神武天皇以来途切れるた事の無かった血統?

 近頃、女系天皇問題が言われています。
 私はさほど興味は無かったし、保守的な方なので「まあ、守れるなら、伝統通りに行った方がいいのではないの」と思っていたのですが、いくつか女系天皇反対の主張を見て気になる事がありました。

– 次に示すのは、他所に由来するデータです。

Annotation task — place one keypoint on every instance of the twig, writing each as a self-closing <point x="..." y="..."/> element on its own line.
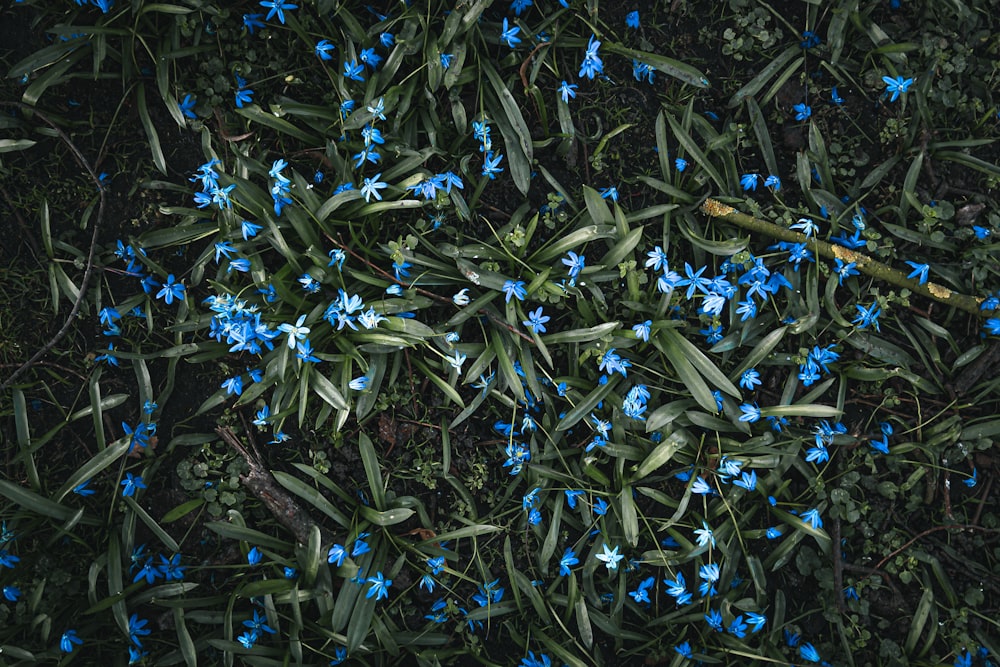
<point x="262" y="484"/>
<point x="865" y="264"/>
<point x="89" y="267"/>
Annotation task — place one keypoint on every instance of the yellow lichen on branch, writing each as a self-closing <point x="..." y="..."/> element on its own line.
<point x="864" y="263"/>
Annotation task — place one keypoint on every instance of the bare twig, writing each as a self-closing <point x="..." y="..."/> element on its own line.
<point x="89" y="266"/>
<point x="865" y="264"/>
<point x="262" y="484"/>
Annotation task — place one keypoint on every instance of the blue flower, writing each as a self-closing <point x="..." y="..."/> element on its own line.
<point x="867" y="317"/>
<point x="258" y="623"/>
<point x="137" y="628"/>
<point x="243" y="96"/>
<point x="371" y="186"/>
<point x="747" y="480"/>
<point x="353" y="71"/>
<point x="491" y="164"/>
<point x="575" y="264"/>
<point x="296" y="332"/>
<point x="171" y="568"/>
<point x="812" y="518"/>
<point x="171" y="290"/>
<point x="809" y="652"/>
<point x="518" y="6"/>
<point x="323" y="48"/>
<point x="750" y="379"/>
<point x="277" y="8"/>
<point x="233" y="385"/>
<point x="509" y="34"/>
<point x="131" y="483"/>
<point x="337" y="554"/>
<point x="252" y="21"/>
<point x="69" y="641"/>
<point x="610" y="557"/>
<point x="751" y="412"/>
<point x="919" y="271"/>
<point x="567" y="91"/>
<point x="896" y="86"/>
<point x="536" y="321"/>
<point x="592" y="64"/>
<point x="641" y="594"/>
<point x="187" y="106"/>
<point x="515" y="289"/>
<point x="705" y="535"/>
<point x="82" y="490"/>
<point x="379" y="586"/>
<point x="844" y="270"/>
<point x="642" y="330"/>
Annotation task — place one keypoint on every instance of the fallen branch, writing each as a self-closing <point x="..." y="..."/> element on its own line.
<point x="865" y="264"/>
<point x="88" y="269"/>
<point x="279" y="502"/>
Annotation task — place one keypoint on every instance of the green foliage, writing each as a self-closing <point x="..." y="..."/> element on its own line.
<point x="480" y="379"/>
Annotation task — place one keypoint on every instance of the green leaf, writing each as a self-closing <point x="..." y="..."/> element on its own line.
<point x="755" y="84"/>
<point x="588" y="403"/>
<point x="582" y="335"/>
<point x="474" y="530"/>
<point x="152" y="136"/>
<point x="661" y="454"/>
<point x="575" y="239"/>
<point x="668" y="66"/>
<point x="696" y="153"/>
<point x="311" y="496"/>
<point x="255" y="114"/>
<point x="327" y="391"/>
<point x="9" y="145"/>
<point x="373" y="470"/>
<point x="249" y="535"/>
<point x="800" y="410"/>
<point x="151" y="523"/>
<point x="34" y="503"/>
<point x="515" y="131"/>
<point x="99" y="462"/>
<point x="919" y="620"/>
<point x="389" y="517"/>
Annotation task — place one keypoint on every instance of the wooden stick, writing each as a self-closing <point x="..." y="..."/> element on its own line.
<point x="865" y="264"/>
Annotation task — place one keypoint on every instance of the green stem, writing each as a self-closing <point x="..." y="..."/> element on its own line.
<point x="865" y="264"/>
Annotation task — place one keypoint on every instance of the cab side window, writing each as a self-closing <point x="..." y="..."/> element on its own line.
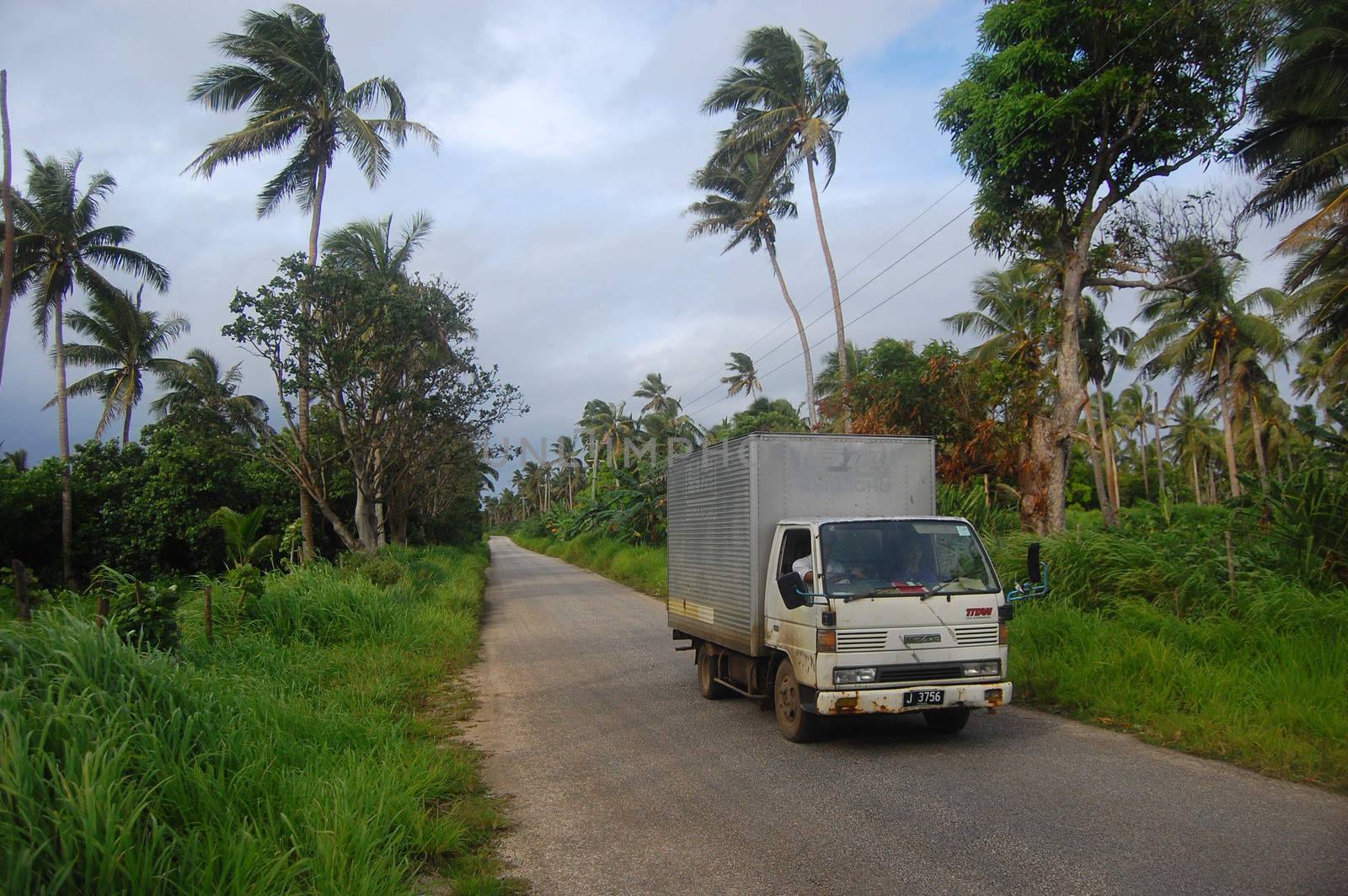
<point x="795" y="543"/>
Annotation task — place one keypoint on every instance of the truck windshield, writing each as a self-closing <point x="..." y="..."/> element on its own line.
<point x="903" y="557"/>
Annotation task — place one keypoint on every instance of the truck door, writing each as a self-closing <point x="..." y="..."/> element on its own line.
<point x="786" y="627"/>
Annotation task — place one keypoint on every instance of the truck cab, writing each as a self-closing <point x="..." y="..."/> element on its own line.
<point x="883" y="615"/>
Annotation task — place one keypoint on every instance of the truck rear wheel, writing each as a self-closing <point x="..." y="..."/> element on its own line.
<point x="793" y="721"/>
<point x="707" y="685"/>
<point x="947" y="721"/>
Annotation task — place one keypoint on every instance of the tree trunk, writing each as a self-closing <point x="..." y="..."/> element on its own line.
<point x="1051" y="451"/>
<point x="7" y="202"/>
<point x="1228" y="435"/>
<point x="800" y="329"/>
<point x="1257" y="424"/>
<point x="844" y="375"/>
<point x="1161" y="461"/>
<point x="307" y="507"/>
<point x="1145" y="446"/>
<point x="1107" y="441"/>
<point x="1111" y="519"/>
<point x="67" y="515"/>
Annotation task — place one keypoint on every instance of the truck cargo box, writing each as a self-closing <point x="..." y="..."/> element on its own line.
<point x="725" y="502"/>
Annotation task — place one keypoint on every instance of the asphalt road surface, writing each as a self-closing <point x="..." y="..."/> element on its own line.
<point x="623" y="781"/>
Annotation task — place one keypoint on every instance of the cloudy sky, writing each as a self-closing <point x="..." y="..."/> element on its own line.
<point x="568" y="136"/>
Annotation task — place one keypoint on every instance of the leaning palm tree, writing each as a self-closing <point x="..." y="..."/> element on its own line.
<point x="730" y="209"/>
<point x="126" y="343"/>
<point x="657" y="394"/>
<point x="201" y="384"/>
<point x="65" y="247"/>
<point x="1195" y="334"/>
<point x="788" y="104"/>
<point x="743" y="376"/>
<point x="283" y="71"/>
<point x="368" y="246"/>
<point x="1193" y="438"/>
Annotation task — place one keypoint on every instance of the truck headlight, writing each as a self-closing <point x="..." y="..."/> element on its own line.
<point x="853" y="675"/>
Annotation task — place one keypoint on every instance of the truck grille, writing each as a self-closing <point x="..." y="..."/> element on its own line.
<point x="925" y="673"/>
<point x="860" y="640"/>
<point x="976" y="635"/>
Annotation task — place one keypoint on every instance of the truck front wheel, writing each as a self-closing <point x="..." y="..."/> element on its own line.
<point x="707" y="684"/>
<point x="793" y="721"/>
<point x="947" y="721"/>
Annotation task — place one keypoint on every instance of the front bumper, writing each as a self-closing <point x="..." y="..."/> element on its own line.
<point x="890" y="700"/>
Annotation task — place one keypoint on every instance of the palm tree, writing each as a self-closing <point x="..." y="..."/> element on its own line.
<point x="1196" y="334"/>
<point x="200" y="383"/>
<point x="570" y="460"/>
<point x="657" y="394"/>
<point x="788" y="104"/>
<point x="1193" y="438"/>
<point x="126" y="343"/>
<point x="283" y="71"/>
<point x="368" y="247"/>
<point x="743" y="376"/>
<point x="1014" y="314"/>
<point x="730" y="209"/>
<point x="1103" y="348"/>
<point x="244" y="542"/>
<point x="64" y="247"/>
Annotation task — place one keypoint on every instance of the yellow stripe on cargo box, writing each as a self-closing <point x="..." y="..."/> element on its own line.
<point x="701" y="612"/>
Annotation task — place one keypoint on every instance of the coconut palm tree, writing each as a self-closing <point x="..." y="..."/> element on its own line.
<point x="1103" y="349"/>
<point x="657" y="394"/>
<point x="126" y="343"/>
<point x="201" y="384"/>
<point x="1014" y="316"/>
<point x="731" y="211"/>
<point x="788" y="104"/>
<point x="283" y="71"/>
<point x="1196" y="334"/>
<point x="368" y="246"/>
<point x="64" y="248"/>
<point x="1193" y="438"/>
<point x="743" y="376"/>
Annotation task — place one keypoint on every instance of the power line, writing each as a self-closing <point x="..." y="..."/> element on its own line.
<point x="1017" y="138"/>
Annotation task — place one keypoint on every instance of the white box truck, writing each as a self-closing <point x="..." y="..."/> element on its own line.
<point x="813" y="572"/>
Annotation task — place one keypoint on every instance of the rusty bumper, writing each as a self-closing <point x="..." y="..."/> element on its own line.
<point x="890" y="700"/>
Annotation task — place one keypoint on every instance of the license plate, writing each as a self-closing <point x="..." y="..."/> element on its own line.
<point x="923" y="698"/>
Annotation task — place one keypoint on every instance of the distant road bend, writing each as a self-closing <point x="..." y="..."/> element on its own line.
<point x="623" y="781"/>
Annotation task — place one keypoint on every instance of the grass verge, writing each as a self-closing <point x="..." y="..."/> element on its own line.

 「代々の伝統だから」というのはいいです。しかし、「神武天皇以来途切れるた事の無かった血統だから」というのを根拠にしているのが多いのには、大きな疑問符がついてしまいます。
 というのも、神話でなく学問としての研究では、神武天皇等の初期の天皇の実在は怪しい上に、古代では先代の血統が絶えて交代している事もあった可能性が高いとされているからです。代表例は水野祐氏の「三王朝交替説」。
 しかし、私が見た範囲にすぎないのですが、女系天皇反対論はどれも、一度も血統が途切れた事が無いのが確実である事を前提に主張している。初期天皇非実在説や王朝断絶説にきっちり反論した上での主張も(私が見た範囲にすぎませんが)見当たらない。

 戦前ならいざ知らず、戦後六十年の現在の政治的問題で、神話は神話で歴史は歴史と区別をつけずに、神話的な事を確実な歴史的事実の如く根拠にする主張がまかり通っている。なんだかなあ。